Tangente in St. Pölten: 100 Minuten unbezahltes Product Placement

Der Alfa ist angeblich der Ferrari der Armen: „Alfa Romeo und die elektrische Giulietta“
Wie das eben so ist: Stückentwicklungen müssen erst entwickelt werden. Vermarktet aber werden sie schon davor. Mitte März 2023 gab die Tangente bekannt, dass im Landestheater von St. Pölten „Der Fall der Götter“ (so der Arbeitstitel) des niederländischen Schauspielerkollektivs Wunderbaum zur Uraufführung gelangen werde: „In der Produktion geht es um den Wandel des Statussymbols ,Auto‘ mit Bezügen zur Marke Alfa Romeo.“
Im Programmbuch des Festivals, im Dezember 2023 vorgestellt, erfuhr man: „Ein Dinner: Um den Tisch sitzen Familienmitglieder aus der Dynastie eines bekannten Autoherstellers. Bald geht es ans Eingemachte. Unter anderem wird heftig über schnelle Sportwägen (sic!) in Zeiten des Klimawandels diskutiert.“ Erzählt werde „die Geschichte „am Beispiel des Familienunternehmens Alfa Romeo“. (Ein Familienunternehmen?) Der Hersteller stehe stellvertretend für viele Unternehmen, die sich nicht mit „ihrer Rolle im Faschismus auseinandergesetzt haben. Nach der Ächtung des fossilen Verbrennungsmotors muss er aus verschiedenen Gründen sein Image neu ausrichten. 2023 brachte Alfa Romeo immerhin sein erstes E-Auto auf den Markt.“ Der Titel daher: „Alfa Romeo und die elektrische Giulietta“.
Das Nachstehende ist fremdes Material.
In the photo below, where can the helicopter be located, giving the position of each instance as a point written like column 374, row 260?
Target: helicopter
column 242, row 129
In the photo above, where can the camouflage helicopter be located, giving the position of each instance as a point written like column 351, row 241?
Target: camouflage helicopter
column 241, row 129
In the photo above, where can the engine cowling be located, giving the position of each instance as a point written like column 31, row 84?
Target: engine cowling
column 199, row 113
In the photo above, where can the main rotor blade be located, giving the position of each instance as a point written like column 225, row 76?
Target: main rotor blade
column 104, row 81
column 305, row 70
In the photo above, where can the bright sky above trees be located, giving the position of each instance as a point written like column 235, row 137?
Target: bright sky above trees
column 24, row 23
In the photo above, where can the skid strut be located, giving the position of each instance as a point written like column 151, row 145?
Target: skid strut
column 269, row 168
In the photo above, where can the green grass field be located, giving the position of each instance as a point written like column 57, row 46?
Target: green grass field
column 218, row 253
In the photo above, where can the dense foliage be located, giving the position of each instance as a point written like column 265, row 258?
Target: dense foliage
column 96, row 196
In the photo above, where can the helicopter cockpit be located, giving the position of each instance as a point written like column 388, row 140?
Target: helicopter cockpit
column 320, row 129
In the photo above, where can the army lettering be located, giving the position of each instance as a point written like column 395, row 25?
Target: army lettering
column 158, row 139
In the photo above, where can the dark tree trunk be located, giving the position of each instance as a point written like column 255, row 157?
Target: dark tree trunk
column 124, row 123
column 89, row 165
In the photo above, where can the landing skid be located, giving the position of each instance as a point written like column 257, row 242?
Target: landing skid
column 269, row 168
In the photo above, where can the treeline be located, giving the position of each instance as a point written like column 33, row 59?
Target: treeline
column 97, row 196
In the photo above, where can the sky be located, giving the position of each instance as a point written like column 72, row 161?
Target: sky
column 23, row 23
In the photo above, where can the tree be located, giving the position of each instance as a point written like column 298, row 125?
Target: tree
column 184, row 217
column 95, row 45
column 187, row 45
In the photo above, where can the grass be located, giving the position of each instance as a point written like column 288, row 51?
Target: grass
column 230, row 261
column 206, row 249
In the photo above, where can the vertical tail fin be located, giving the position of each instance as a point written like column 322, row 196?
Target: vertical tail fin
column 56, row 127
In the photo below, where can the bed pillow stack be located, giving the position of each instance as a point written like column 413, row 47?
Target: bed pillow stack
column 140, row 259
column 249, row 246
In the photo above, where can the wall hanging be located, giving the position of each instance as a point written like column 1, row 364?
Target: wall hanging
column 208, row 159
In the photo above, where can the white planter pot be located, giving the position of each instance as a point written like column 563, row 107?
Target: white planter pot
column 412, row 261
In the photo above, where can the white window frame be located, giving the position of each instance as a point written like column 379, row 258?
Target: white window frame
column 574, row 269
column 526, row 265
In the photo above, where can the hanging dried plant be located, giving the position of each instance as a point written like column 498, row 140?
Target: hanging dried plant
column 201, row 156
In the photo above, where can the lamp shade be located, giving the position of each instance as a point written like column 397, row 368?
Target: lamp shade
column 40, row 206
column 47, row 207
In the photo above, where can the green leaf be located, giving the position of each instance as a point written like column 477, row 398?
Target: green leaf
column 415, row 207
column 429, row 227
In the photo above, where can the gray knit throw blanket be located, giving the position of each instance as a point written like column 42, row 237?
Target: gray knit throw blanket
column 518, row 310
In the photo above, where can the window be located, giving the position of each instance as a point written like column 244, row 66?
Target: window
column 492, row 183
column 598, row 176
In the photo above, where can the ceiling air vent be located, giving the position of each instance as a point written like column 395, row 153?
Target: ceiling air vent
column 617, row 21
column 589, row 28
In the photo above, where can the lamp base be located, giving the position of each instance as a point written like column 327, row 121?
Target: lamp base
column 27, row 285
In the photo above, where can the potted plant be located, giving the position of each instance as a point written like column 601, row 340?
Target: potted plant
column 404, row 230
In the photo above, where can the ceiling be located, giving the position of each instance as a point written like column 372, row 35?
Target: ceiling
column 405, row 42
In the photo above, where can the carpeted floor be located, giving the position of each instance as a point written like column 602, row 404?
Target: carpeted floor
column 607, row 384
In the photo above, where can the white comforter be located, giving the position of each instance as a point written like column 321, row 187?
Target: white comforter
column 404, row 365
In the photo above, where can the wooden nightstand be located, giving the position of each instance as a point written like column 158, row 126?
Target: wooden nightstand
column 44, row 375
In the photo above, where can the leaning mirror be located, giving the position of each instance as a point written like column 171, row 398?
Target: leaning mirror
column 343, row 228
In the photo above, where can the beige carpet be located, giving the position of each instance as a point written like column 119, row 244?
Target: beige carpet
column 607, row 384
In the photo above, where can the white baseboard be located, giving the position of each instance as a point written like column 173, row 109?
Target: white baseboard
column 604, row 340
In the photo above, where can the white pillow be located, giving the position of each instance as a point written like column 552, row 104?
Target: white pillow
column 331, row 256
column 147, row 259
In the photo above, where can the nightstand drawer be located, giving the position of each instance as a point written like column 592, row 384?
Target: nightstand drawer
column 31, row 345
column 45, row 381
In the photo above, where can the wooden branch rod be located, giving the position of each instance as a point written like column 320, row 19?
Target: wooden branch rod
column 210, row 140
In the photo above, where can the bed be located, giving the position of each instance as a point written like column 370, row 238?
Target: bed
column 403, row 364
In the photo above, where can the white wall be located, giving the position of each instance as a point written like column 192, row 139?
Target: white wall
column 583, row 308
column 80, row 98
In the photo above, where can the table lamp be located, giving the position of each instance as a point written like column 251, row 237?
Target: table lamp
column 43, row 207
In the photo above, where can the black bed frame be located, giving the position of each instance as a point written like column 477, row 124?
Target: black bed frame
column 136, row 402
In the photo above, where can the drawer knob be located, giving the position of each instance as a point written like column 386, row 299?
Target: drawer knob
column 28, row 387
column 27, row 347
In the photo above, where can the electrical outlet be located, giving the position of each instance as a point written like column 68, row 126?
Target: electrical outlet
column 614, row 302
Die Giulietta wird zwar nicht mehr produziert, es gibt auch keine elektrische Variante. Aber Romeo und Julia – das ist Theater pur! Doch weit gefehlt, wie sich am Samstagabend herausstellte. Statt einem „Dinner“ mit Debatte gibt es eine 100-minütige „Road Show“: Sechs Alfistas sind aus Holland, Berlin und Rom nach St. Pölten geglüht, um das unwissende Publikum – im nicht voll besetzten Saal sitzen bloß zwei bekennende Alfa-Fahrer – kabarettistisch etwas Nachhilfe-Frontalunterricht zu geben: über die Modelle, den Sound der Motoren und das verräterische Glucksen aus dem Auspuff.
Alfa-Fans, Alfa-Schals
Das völlig uninspirierte Bühnenbild aus Ziegelsteinmauern (von Maarten van Otterdijk) hätte es nicht gebraucht: Die Alfa-Fans mit den Alfa-Schals lehnen ohnedies meist an den drei Stehtischen und hören sich gegenseitig beim überschwänglichen Ereifern zu. Auf diverse Fahrzeugteile, die im Programmheft mehrfach abgebildet sind (etwa ein Auspuffrohr und ein Sportlenkrad), dürfte man im Endeffekt verzichtet haben.
Jede und jeder hat zumindest ein Solo: Walter Bart (als Ed) erinnert sich an die autovernarrte Kindheit, Marleen Scholten (als Jackie) brilliert mit Fachwissen, Simone Cammarata (als Giulio) schmachtet, Giovanni Franzoni (als dessen Vater Tazio) beklagt den Niedergang einer Marke. Die Sophie-Christine der Lara Laufenberg lästert über Max Verstappen und Red Bull – und deren Mann Manfred (Tobias Artner) ist mit einem SUV hergeschwebt, der sich „Junior“ nennt und keinen Laut von sich gibt. Weil eben: elektrisch. Kein Heulen der Motoren: Das finden die anderen schon etwas bitter.
Das Beste an der Show sind die hörspielartige Ouvertüre und die bombastischen Alfa-Arien von Annelinde Bruijs, die Jamie Petutschnig intonieren darf – etwa über die Giulietta Berlina: „Schnell, modern, sicher, ikonisch!“ Mehr Product Placement – noch dazu gratis – geht definitiv nicht.